THOMAS COEX / POOL / AFP / Getty


The nearly 2,500-page report found that the “vast majority” of victims were pre-teen boys from a wide variety of social backgrounds.

“The Catholic Church is, after the circle of family and friends, the environment with the highest prevalence of sexual violence,” the report says.

A “deviant system”

Sauve had already told AFP on Sunday that a “minimum estimate” of 2,900 to 3,200 pedophiles had operated in the French Church since 1950. However, only a handful of cases gave rise to disciplinary measures under canon law , not to mention criminal prosecution.

François Devaux, head of an association of victims, condemned a “deviant system” which required a global response under a new “Vatican III” council headed by Pope Francis.

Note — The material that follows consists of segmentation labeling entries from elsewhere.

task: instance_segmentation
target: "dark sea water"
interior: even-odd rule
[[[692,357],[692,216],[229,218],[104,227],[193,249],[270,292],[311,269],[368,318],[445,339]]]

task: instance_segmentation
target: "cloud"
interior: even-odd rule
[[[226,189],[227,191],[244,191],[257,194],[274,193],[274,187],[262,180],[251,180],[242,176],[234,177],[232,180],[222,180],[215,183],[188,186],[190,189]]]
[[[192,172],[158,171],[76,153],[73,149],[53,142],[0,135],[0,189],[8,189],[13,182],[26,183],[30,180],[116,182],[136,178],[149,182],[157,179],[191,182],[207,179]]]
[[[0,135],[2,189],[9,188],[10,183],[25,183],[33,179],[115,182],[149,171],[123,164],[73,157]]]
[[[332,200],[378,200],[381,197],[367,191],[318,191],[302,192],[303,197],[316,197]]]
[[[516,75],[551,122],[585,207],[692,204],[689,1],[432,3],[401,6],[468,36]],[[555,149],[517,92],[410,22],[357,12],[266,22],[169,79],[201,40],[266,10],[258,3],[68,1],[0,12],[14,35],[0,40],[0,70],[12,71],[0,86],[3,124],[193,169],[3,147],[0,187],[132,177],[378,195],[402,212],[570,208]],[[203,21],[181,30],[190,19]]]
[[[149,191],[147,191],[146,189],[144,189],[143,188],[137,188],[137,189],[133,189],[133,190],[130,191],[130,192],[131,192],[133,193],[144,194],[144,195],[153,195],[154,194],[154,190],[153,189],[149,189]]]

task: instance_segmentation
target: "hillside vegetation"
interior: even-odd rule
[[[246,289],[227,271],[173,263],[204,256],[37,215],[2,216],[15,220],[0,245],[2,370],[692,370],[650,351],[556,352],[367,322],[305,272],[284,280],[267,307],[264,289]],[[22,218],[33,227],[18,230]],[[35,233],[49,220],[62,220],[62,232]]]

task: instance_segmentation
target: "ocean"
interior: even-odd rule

“You have finally given institutional recognition to the victims of all the responsibilities of the Church, which the bishops and the Pope are not yet ready to do,” Devaux told the conference Tuesday.

The casualties estimates were based largely on a representative study carried out by INSERM, the French institute for medical and health research, with a statistical “confidence interval” of 50,000 people more or less.

Sauve and his team of 21 specialists, all unaffiliated with the Church, also interviewed hundreds of people who came to tell their stories.

“If the veil of silence that covered the acts committed has finally been torn … we owe it to the courage of these victims,” ​​he wrote. “Without their testimony, our society would still not be aware of or deny what happened.”

The commission also had access to police records as well as Church archives, citing only two cases of refusal by ecclesiastical institutions to hand over requested documents.